According to court documents reviewed by Skaff’s attorneys from Kantrowitz, Goldhamer & Graifman P.C. and Shuman, Glenn & Stecker, the case centers on events occurring between November 2025 and February 2026. During this period—the ‘Relevant Period’—the complaint alleges that company leaders issued “a series of materially false and misleading statements to stockholders,” particularly regarding financial performance projections for fiscal year 2025.
EOS Energy Enterprises describes itself as a manufacturer focused on zinc-based energy storage systems intended as alternatives to lithium-ion batteries for utility and commercial applications. The company went public in November 2020 via a merger with B. Riley Principal Merger Corp. II.

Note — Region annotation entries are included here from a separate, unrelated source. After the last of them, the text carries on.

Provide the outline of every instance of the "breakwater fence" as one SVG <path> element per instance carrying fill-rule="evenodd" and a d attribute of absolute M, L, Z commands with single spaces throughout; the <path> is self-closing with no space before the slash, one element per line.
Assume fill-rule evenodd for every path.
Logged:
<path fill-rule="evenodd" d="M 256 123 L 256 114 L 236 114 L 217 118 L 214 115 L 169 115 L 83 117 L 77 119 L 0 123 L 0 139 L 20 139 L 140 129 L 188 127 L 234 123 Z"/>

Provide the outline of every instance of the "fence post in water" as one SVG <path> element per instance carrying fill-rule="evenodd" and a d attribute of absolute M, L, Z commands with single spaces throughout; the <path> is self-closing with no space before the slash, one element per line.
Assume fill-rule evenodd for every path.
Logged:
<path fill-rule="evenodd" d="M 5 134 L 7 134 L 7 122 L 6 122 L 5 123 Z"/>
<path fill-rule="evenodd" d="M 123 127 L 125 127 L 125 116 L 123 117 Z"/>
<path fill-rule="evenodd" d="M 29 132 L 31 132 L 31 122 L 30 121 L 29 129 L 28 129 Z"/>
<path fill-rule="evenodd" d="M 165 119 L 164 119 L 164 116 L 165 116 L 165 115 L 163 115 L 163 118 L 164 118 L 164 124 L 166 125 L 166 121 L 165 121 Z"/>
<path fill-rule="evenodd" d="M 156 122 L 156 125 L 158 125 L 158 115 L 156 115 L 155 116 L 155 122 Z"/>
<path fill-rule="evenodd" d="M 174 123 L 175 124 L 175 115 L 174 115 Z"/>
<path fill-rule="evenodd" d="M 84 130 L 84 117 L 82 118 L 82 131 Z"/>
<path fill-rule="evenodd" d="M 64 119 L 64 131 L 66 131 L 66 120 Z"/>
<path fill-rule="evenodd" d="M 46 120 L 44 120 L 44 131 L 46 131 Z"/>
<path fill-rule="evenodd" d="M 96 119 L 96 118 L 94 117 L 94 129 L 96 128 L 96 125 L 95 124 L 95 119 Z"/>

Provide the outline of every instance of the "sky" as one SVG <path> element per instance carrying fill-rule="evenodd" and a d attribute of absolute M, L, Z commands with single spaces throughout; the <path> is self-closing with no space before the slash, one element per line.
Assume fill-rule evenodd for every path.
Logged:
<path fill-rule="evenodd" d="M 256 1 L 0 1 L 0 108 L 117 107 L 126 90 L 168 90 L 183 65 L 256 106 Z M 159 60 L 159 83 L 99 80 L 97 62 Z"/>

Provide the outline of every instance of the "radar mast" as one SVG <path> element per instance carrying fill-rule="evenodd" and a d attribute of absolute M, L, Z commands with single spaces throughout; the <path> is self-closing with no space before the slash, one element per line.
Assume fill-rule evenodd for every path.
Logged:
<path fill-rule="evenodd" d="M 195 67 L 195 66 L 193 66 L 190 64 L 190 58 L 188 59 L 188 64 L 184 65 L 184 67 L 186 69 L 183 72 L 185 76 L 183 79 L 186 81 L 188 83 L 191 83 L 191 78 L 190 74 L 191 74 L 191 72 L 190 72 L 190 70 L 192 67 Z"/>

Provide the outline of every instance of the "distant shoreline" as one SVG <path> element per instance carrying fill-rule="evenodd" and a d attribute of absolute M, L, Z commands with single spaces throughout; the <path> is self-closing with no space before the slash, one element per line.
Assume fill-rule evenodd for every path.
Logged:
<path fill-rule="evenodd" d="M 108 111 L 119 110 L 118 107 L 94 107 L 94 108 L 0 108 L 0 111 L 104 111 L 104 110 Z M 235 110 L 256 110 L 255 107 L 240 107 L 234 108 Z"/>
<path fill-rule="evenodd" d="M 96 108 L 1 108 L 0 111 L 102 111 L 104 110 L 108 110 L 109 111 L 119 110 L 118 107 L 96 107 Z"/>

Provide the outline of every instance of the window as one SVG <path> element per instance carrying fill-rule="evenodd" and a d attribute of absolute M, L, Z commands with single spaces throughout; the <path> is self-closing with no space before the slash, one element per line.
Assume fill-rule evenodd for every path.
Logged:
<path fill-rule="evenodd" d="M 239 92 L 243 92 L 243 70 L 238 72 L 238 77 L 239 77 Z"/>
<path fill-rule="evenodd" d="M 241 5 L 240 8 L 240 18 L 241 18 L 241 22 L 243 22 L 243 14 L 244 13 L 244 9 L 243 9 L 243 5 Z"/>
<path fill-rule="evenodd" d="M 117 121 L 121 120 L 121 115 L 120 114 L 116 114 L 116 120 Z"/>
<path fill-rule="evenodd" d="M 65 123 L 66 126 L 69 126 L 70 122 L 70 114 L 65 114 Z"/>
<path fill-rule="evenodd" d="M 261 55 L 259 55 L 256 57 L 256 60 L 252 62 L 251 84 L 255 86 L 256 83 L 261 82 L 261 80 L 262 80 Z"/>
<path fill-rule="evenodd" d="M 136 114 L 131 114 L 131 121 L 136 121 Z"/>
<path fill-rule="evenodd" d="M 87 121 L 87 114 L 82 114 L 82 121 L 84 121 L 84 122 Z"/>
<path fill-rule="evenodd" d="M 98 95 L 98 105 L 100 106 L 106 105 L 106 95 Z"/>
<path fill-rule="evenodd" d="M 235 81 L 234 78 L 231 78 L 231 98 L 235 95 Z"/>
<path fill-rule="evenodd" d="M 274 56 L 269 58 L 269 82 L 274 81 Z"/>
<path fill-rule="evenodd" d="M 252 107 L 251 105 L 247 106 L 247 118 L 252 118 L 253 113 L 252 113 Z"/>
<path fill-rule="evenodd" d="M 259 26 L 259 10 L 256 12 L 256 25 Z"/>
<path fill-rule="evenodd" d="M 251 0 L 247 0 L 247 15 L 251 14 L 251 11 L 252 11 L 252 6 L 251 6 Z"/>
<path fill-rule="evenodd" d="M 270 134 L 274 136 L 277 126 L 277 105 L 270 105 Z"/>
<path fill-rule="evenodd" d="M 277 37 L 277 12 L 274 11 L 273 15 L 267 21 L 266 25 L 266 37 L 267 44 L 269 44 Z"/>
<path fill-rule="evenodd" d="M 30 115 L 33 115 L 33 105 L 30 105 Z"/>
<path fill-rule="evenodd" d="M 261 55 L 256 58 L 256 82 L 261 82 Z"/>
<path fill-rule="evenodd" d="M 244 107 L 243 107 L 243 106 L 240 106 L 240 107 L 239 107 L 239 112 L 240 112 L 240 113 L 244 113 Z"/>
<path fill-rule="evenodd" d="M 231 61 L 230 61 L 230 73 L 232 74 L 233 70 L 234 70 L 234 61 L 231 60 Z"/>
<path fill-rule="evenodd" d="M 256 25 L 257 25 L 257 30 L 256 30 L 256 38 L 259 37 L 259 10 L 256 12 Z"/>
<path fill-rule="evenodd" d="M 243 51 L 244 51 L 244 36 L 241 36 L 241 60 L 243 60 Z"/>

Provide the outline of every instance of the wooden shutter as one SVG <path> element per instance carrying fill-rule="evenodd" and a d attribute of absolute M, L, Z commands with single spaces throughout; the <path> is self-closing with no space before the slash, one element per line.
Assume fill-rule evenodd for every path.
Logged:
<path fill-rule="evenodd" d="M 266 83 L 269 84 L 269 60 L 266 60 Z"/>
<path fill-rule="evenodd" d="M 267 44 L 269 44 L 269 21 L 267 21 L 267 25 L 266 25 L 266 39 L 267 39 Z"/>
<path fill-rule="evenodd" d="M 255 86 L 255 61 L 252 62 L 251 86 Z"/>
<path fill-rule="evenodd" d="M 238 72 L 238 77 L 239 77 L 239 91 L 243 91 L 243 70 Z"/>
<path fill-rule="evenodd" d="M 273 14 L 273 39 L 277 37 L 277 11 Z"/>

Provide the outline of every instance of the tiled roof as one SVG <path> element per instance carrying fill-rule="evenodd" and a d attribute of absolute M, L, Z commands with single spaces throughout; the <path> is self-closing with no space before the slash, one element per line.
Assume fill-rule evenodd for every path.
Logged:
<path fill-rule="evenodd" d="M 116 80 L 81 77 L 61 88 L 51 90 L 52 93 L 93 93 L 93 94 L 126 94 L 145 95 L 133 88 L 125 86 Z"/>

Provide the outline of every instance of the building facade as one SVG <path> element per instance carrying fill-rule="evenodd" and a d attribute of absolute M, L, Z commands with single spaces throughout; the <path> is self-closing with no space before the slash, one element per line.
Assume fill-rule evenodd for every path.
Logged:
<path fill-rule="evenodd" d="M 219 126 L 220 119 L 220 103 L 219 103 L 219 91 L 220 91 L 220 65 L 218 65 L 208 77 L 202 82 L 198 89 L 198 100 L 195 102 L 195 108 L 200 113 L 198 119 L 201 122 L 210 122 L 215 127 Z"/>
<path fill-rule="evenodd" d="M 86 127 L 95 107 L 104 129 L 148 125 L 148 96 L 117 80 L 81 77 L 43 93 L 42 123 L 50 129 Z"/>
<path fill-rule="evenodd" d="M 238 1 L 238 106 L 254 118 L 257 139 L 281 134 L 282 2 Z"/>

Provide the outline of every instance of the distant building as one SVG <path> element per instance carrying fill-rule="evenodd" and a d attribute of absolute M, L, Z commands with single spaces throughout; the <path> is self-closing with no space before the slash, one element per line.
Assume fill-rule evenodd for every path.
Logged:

The filing outlines how optimistic revenue forecasts were made throughout 2025 by senior executives such as CEO Joseph Mastrangelo and interim CFO/CCO Nathan Kroeker. For example, in earnings calls and press releases during November 2025, leadership reaffirmed expectations for full-year revenues between $150 million and $160 million while highlighting production milestones at its Turtle Creek manufacturing facility.
On November 20, 2025—buoyed by these positive projections—the company announced it had raised approximately $458 million through a direct offering of common stock at $12.78 per share to select purchasers. Simultaneously, EOS launched a private offering totaling up to $600 million in convertible senior notes due in 2031. These funds were earmarked partly for repurchasing outstanding convertible notes due in 2030 as well as general corporate purposes.
However, according to Skaff’s complaint, “major fourth quarter issues were being concealed” from investors at this time. On February 26, 2026 before markets opened, EOS reported actual full-year revenue for 2025 was only $114.2 million—well below prior guidance—and disclosed a gross loss of $143.8 million along with an adjusted EBITDA loss of $219.1 million. Net loss attributable to shareholders reached $969.6 million.
During an earnings call that day, Chief Operating Officer John Mahaz cited several operational setbacks: “battery line downtime ran well above industry norms,” automated production quality targets took longer than expected to achieve—which led to rework costs—and supplier nonperformance caused additional delays.
Following these announcements on February 26th, shares fell over 39%, closing at $6.74 per share (down from highs above $18 earlier). The price continued declining thereafter.
The plaintiff alleges that throughout late 2025 into early 2026 the individual defendants failed their duties by issuing overly optimistic or inaccurate statements about operational capacity and financial results while not disclosing underlying problems with manufacturing processes or internal controls over forecasting accuracy: “the Company’s inadequate systems and processes prevented it from ensuring reasonably accurate guidance.” The complaint further asserts that audit committee members permitted ineffective oversight over disclosures.
Skaff brings two primary legal claims: first—a demand for contribution under sections 10(b) and 21D of the Securities Exchange Act relating to potential liability arising from ongoing securities litigation (referenced as Yung v. EOS Energy Enterprises); second—a claim for breach of fiduciary duty against all named individual defendants for failing to act with loyalty or good faith toward shareholders.
As relief on behalf of EOS Energy Enterprises itself (not personally), Skaff requests compensatory damages against individual defendants; orders directing reforms in corporate governance; coverage for legal fees; other equitable remedies; plus authorization for maintenance of this action as a derivative suit representing all shareholders’ interests.
Attorneys listed on the filing are Gary S. Graifman (Kantrowitz Goldhamer & Graifman P.C.) based in Montvale, New Jersey; Brett D. Stecker (Shuman Glenn & Stecker) based in Ardmore, Pennsylvania; no judge name is specified in the document provided. The case is identified as Case No.: 2:26-cv-03158.